Another way to save some money would be to get some used SP regs of particular models; specifically MK5 or MK10 and a few metal case 109 2nds. These are extremely inexpensive to service; far less than purchasing HOG or any other company's genuine rebuild kit. A 109 needs 2 o-rings and simple EDPM seat; it would be easy to purchase a lifetime supply for $10. I think awap simply punched the seats out of a sheet of EPDM; I suspect his cost was less than a nickel/seat.

The first stages are a little more involved because you need to find seats, but since every MK5/10 kit contains three seats, virtually every SP dealer has a drawer full of extras. It's just not that hard to get them for very little cost, and the rest of the reg is serviced with standard size o-rings.

I understand your frustration with SP's (and others..) stupid policy that restricts parts; imagine if an auto maker decided to follow suit and refused to sell brake pads due to 'liability'. But, the easiest solution is to simply sidestep the policy and find what you need through alternate means.

I have a MK2/R190 that I bought in 2004, and a MK20/G200B that I bought in 1998.
I would like to keep using the regs because there's nothing wrong with them and they have always worked well, I am just tired of the game and it looks like SP has just cranked it up a notch.

Thanks for all of your responses, this thread has given me a lot of insight and taken much of the mystery out of reg parts and O-rings.
Looks like I have some homework to do now.
 
Re the car, you should at the very least have a set of belts. The right sizes can be hard to immposible to find.

Funny you should mention belts. A couple of dive trips ago, I wanted to try spacing the tank out from my back just a wee bit more, just to see how it would compare. Of course at home I would have had plenty of scraps of this or that to use; but in the Keys on holiday.... nooo. I was looking around in the back of my car, mentally scratching my head, when my gaze landed on a set of spare belts.... Yep, the alternator belt was cut up and pressed into service (didn't work half bad, considering) ;)

(I had *two* spare sets so I still had spares on the way home.)
 
I have a MK2/R190 that I bought in 2004, and a MK20/G200B that I bought in 1998.
I would like to keep using the regs because there's nothing wrong with them and they have always worked well, I am just tired of the game and it looks like SP has just cranked it up a notch.

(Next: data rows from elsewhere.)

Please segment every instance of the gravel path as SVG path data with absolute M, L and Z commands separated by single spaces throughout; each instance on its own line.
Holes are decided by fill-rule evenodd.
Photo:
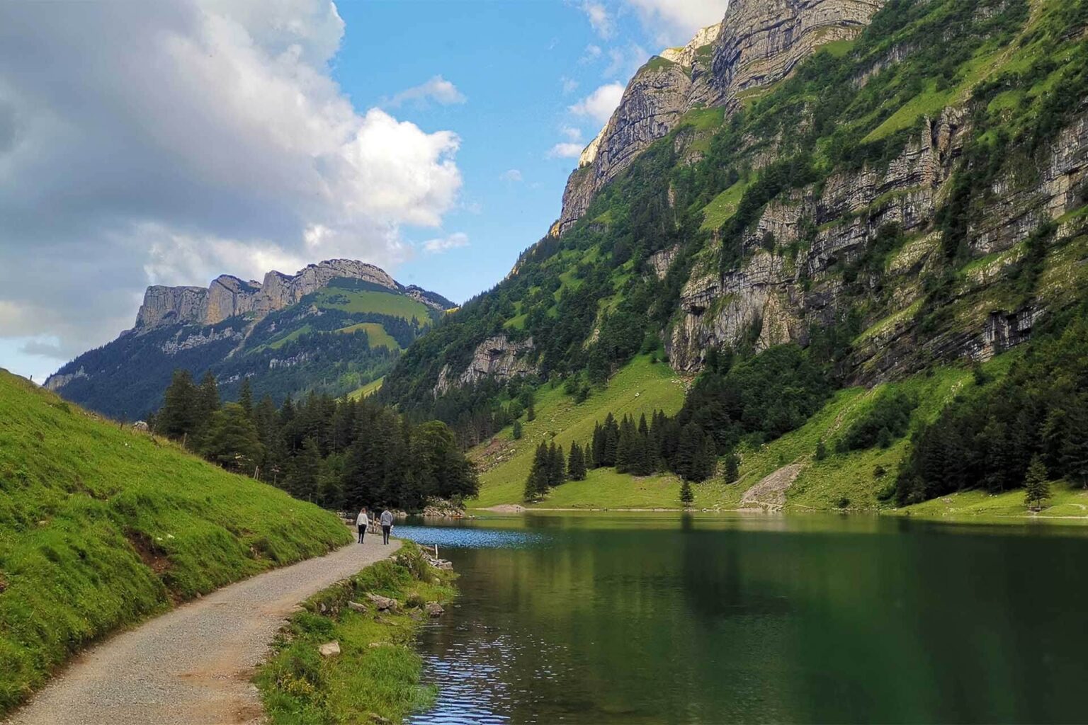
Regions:
M 87 650 L 10 725 L 260 723 L 254 667 L 296 604 L 384 559 L 380 536 L 232 584 Z

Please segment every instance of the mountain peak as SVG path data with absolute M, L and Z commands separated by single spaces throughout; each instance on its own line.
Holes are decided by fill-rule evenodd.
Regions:
M 391 292 L 405 288 L 387 272 L 367 262 L 348 259 L 324 260 L 308 264 L 293 275 L 275 270 L 264 275 L 264 282 L 244 282 L 234 275 L 215 277 L 207 287 L 165 287 L 154 285 L 144 293 L 144 304 L 136 314 L 137 330 L 162 325 L 193 323 L 214 325 L 228 317 L 252 314 L 263 317 L 270 312 L 295 304 L 310 292 L 325 287 L 333 279 L 359 279 Z M 437 296 L 411 295 L 436 310 L 445 309 Z

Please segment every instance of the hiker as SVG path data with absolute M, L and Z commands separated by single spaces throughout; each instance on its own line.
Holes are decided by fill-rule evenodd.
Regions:
M 382 512 L 382 543 L 390 542 L 391 530 L 393 530 L 393 514 L 386 509 Z
M 362 507 L 355 520 L 355 525 L 359 527 L 359 543 L 362 543 L 362 538 L 367 535 L 368 524 L 370 524 L 370 517 L 367 515 L 367 507 Z

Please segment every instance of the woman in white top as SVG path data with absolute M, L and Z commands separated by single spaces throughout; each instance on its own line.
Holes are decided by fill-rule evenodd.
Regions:
M 367 535 L 367 525 L 369 523 L 370 518 L 367 516 L 367 507 L 362 507 L 355 520 L 355 525 L 359 527 L 359 543 L 362 543 L 362 537 Z

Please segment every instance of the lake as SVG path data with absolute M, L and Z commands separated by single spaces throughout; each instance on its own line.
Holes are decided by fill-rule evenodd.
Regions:
M 1084 722 L 1088 529 L 530 514 L 398 526 L 461 596 L 408 722 Z

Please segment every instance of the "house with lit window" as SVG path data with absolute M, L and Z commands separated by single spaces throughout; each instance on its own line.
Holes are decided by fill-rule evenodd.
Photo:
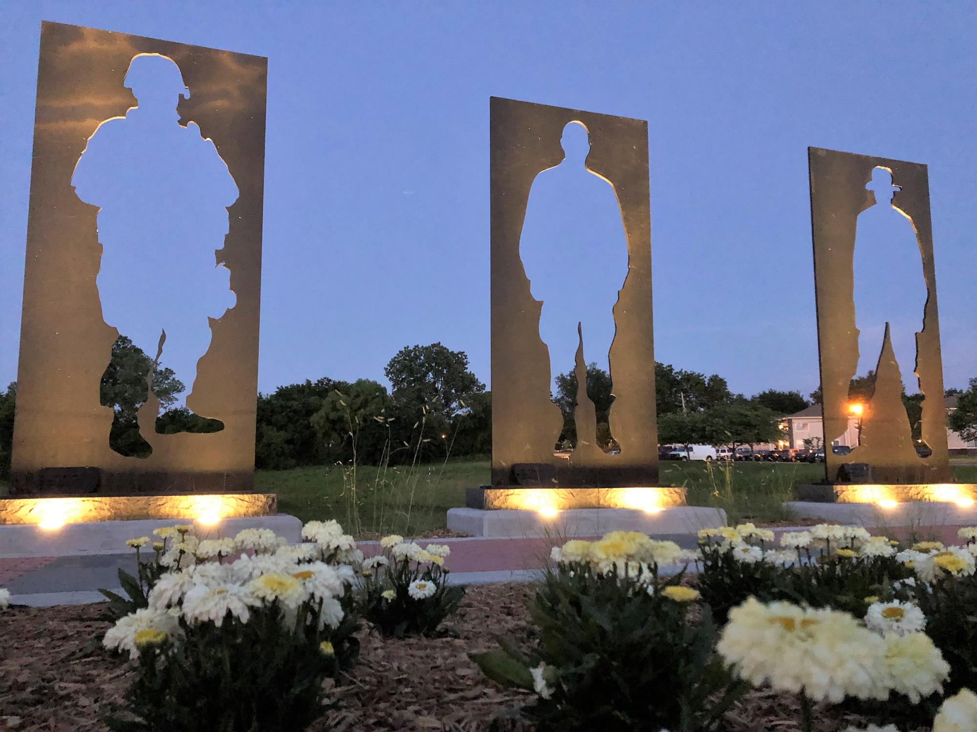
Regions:
M 948 396 L 944 400 L 947 413 L 956 409 L 956 397 Z M 847 445 L 855 447 L 858 445 L 858 415 L 851 415 L 848 418 L 848 427 L 845 431 L 832 440 L 832 445 Z M 825 446 L 825 418 L 820 404 L 812 404 L 805 407 L 796 414 L 789 415 L 781 420 L 781 429 L 785 436 L 783 442 L 785 447 L 791 447 L 799 450 L 805 447 L 822 448 Z M 977 442 L 964 442 L 959 434 L 947 427 L 947 444 L 950 454 L 966 454 L 970 451 L 977 452 Z

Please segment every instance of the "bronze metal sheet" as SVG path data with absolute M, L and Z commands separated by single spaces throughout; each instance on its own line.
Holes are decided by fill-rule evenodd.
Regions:
M 808 148 L 808 163 L 828 480 L 833 482 L 837 478 L 842 465 L 863 463 L 872 469 L 871 482 L 948 482 L 950 456 L 926 166 L 819 147 Z M 919 390 L 925 396 L 921 437 L 933 451 L 928 458 L 920 458 L 913 448 L 911 426 L 901 400 L 899 365 L 887 334 L 878 361 L 874 394 L 862 420 L 861 445 L 846 456 L 834 455 L 830 450 L 832 440 L 843 434 L 848 426 L 849 381 L 856 376 L 859 363 L 853 273 L 856 223 L 863 211 L 875 204 L 874 193 L 866 184 L 872 180 L 872 170 L 876 167 L 889 169 L 892 183 L 901 186 L 892 205 L 912 220 L 922 256 L 928 297 L 923 327 L 916 335 L 915 373 L 919 377 Z M 891 265 L 884 260 L 876 264 L 879 276 Z M 912 374 L 902 374 L 907 383 L 912 378 Z
M 515 467 L 522 464 L 538 467 L 538 483 L 547 486 L 655 485 L 648 123 L 499 98 L 491 99 L 489 116 L 492 484 L 512 485 Z M 550 400 L 549 355 L 539 337 L 541 303 L 530 290 L 520 237 L 533 180 L 564 159 L 561 135 L 573 121 L 589 132 L 587 169 L 609 182 L 616 194 L 629 259 L 614 307 L 616 332 L 610 351 L 615 394 L 610 425 L 620 454 L 578 447 L 568 461 L 553 455 L 563 418 Z M 577 373 L 579 367 L 578 359 Z M 577 407 L 578 414 L 588 409 L 593 410 L 589 399 Z
M 221 253 L 236 305 L 212 322 L 188 404 L 224 423 L 210 434 L 156 434 L 146 459 L 108 446 L 111 408 L 99 383 L 116 330 L 102 317 L 96 287 L 98 209 L 71 186 L 88 139 L 136 104 L 123 77 L 141 53 L 179 65 L 191 89 L 181 124 L 210 138 L 237 184 Z M 17 417 L 15 491 L 43 468 L 95 467 L 117 491 L 249 490 L 253 486 L 258 316 L 264 195 L 267 59 L 45 21 L 41 27 L 27 225 Z M 151 274 L 148 274 L 151 276 Z M 142 415 L 141 415 L 142 417 Z

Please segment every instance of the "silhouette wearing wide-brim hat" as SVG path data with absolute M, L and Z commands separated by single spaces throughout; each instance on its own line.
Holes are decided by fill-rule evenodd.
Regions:
M 885 325 L 908 393 L 918 391 L 916 334 L 922 330 L 929 292 L 922 250 L 910 217 L 893 203 L 902 187 L 892 171 L 875 167 L 865 185 L 875 203 L 858 217 L 853 256 L 853 299 L 858 328 L 857 374 L 875 371 Z

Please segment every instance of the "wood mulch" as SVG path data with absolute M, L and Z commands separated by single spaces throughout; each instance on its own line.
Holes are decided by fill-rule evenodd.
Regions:
M 330 689 L 330 709 L 310 732 L 528 732 L 518 710 L 531 695 L 489 683 L 468 653 L 494 648 L 495 634 L 531 642 L 531 585 L 515 583 L 469 588 L 444 637 L 384 640 L 362 631 L 359 664 Z M 108 628 L 95 620 L 101 613 L 99 605 L 83 605 L 15 607 L 0 615 L 0 730 L 106 732 L 101 718 L 122 703 L 131 665 L 101 648 L 71 659 Z M 730 711 L 725 729 L 797 732 L 798 717 L 795 700 L 760 690 Z M 816 729 L 835 732 L 853 721 L 822 718 Z

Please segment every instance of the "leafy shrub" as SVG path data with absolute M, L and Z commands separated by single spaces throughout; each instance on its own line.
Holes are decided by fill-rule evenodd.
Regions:
M 774 534 L 752 524 L 700 532 L 701 572 L 697 587 L 718 623 L 747 597 L 762 602 L 786 600 L 812 607 L 831 607 L 859 617 L 867 597 L 907 599 L 896 590 L 913 570 L 896 558 L 885 537 L 870 537 L 861 527 L 815 526 L 811 532 L 786 533 L 783 549 Z
M 530 605 L 538 643 L 523 653 L 500 640 L 500 651 L 473 655 L 486 675 L 534 690 L 525 712 L 540 730 L 716 729 L 745 684 L 715 655 L 699 592 L 681 575 L 658 575 L 685 553 L 614 532 L 593 545 L 569 542 L 555 556 Z
M 421 549 L 396 535 L 363 562 L 363 616 L 386 636 L 432 635 L 457 609 L 465 589 L 447 584 L 445 545 Z
M 289 547 L 246 529 L 194 543 L 184 533 L 156 552 L 167 571 L 103 640 L 139 661 L 110 729 L 293 732 L 319 715 L 323 679 L 359 655 L 348 562 L 362 555 L 334 521 L 303 534 L 315 541 Z M 252 553 L 230 561 L 239 551 Z

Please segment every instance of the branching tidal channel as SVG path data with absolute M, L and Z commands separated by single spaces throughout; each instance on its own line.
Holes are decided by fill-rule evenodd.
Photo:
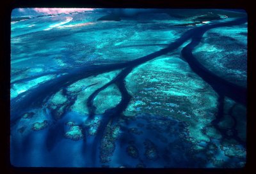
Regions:
M 170 43 L 167 47 L 134 61 L 119 62 L 117 64 L 88 66 L 86 67 L 68 70 L 65 71 L 65 74 L 62 76 L 49 80 L 37 87 L 19 94 L 17 98 L 12 99 L 11 126 L 13 126 L 17 121 L 20 119 L 22 115 L 29 110 L 29 108 L 42 106 L 42 103 L 51 98 L 52 94 L 61 89 L 65 89 L 67 87 L 76 81 L 105 72 L 122 69 L 118 75 L 112 80 L 95 91 L 88 98 L 86 103 L 84 103 L 88 108 L 89 114 L 86 122 L 89 122 L 95 117 L 96 108 L 95 106 L 93 106 L 93 99 L 100 91 L 102 91 L 109 85 L 115 84 L 117 86 L 122 94 L 120 102 L 116 106 L 107 110 L 103 113 L 98 133 L 93 138 L 93 143 L 86 145 L 88 147 L 84 147 L 85 149 L 87 149 L 85 150 L 91 154 L 90 156 L 92 159 L 91 166 L 93 166 L 95 165 L 95 163 L 97 160 L 96 159 L 97 156 L 95 154 L 99 154 L 99 153 L 98 151 L 100 140 L 104 133 L 106 133 L 106 127 L 107 125 L 110 124 L 112 127 L 115 126 L 119 117 L 127 108 L 132 98 L 132 96 L 128 93 L 126 89 L 125 78 L 136 66 L 161 55 L 170 53 L 178 48 L 186 41 L 191 40 L 190 43 L 182 48 L 181 51 L 182 56 L 188 63 L 191 69 L 205 82 L 209 84 L 215 92 L 218 94 L 220 97 L 219 112 L 216 115 L 216 119 L 214 120 L 212 123 L 216 129 L 225 134 L 225 133 L 218 126 L 222 115 L 221 108 L 223 107 L 223 98 L 225 96 L 227 96 L 236 102 L 246 106 L 246 89 L 229 82 L 208 70 L 196 60 L 193 56 L 192 51 L 193 48 L 200 43 L 204 34 L 206 31 L 216 27 L 240 25 L 246 22 L 246 19 L 243 18 L 225 22 L 220 21 L 212 24 L 204 24 L 186 31 L 180 38 Z M 60 129 L 60 124 L 59 122 L 61 122 L 61 118 L 60 119 L 52 118 L 54 124 L 51 129 Z M 88 132 L 86 129 L 86 127 L 84 126 L 83 127 L 83 131 L 84 134 L 86 134 Z M 235 132 L 234 128 L 233 130 L 234 132 Z M 61 131 L 60 131 L 60 133 L 61 133 Z M 241 144 L 245 145 L 245 143 L 237 136 L 235 136 L 234 138 L 241 143 Z M 86 141 L 86 138 L 84 138 L 84 141 Z M 51 144 L 52 143 L 50 143 L 49 145 L 50 147 L 49 149 L 51 149 Z

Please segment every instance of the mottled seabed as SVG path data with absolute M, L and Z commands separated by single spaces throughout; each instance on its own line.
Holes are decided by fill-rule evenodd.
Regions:
M 245 13 L 18 11 L 11 24 L 13 165 L 244 166 Z

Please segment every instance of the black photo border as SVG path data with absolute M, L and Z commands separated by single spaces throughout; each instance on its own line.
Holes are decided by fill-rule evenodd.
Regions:
M 252 173 L 256 170 L 256 20 L 253 3 L 243 0 L 16 0 L 2 1 L 1 5 L 1 47 L 0 61 L 1 154 L 0 173 Z M 10 17 L 15 8 L 147 8 L 242 9 L 247 12 L 248 103 L 247 155 L 243 168 L 18 168 L 12 166 L 10 156 Z M 256 6 L 255 6 L 256 8 Z M 255 165 L 255 166 L 254 166 Z M 253 172 L 254 171 L 254 172 Z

Thanks for all of your responses, this thread has given me a lot of insight and taken much of the mystery out of reg parts and O-rings.
Looks like I have some homework to do now.

The MK2/R190 can be serviced with less than a dollar's worth of o-rings, a very simple generic hp seat (that only needs to be replaced maybe every 200 dives) and one of awap's LP seats. I wonder how many he'd trade you for a freedom plate? Probably several lifetimes' supply.

The G200B uses a common "rivet" seat that trident sells, or SP sells separately, the cost is under $5 per seat even if you're getting shafted at the LDS. Other than that it's just o-rings...the small balance chamber o-rings are a funny size, but Couv bought 100 (I think) and I have several extras if he can't spare any.

The MK20 is a bit trickier because it's a SP-specific seat and it has those bushings. Personally I am confident that you could re-use the bushings for several rebuilds as all they do is keep the HP o-ring in place; they don't actually seal anything. If you have the current generation piston, you'll find that the HP seat will last several seasons, and I suspect could be purchased separately. If not, you'll have to buy a kit, but probably not more often than every 3 years if you use the MK20 regularly, longer if you don't. I think I've had the same kit in my MK15 for at least 4 years and have no plans to rebuild in the near future, but I don't use that reg very often at all.

Still, I'd consider getting a MK5/109. It fits your interest in vintage gear, and you'll find the 109 to be a great breather and overall very high-class reg. The majority of my single tank diving is done with a MK5 and a freedom plate!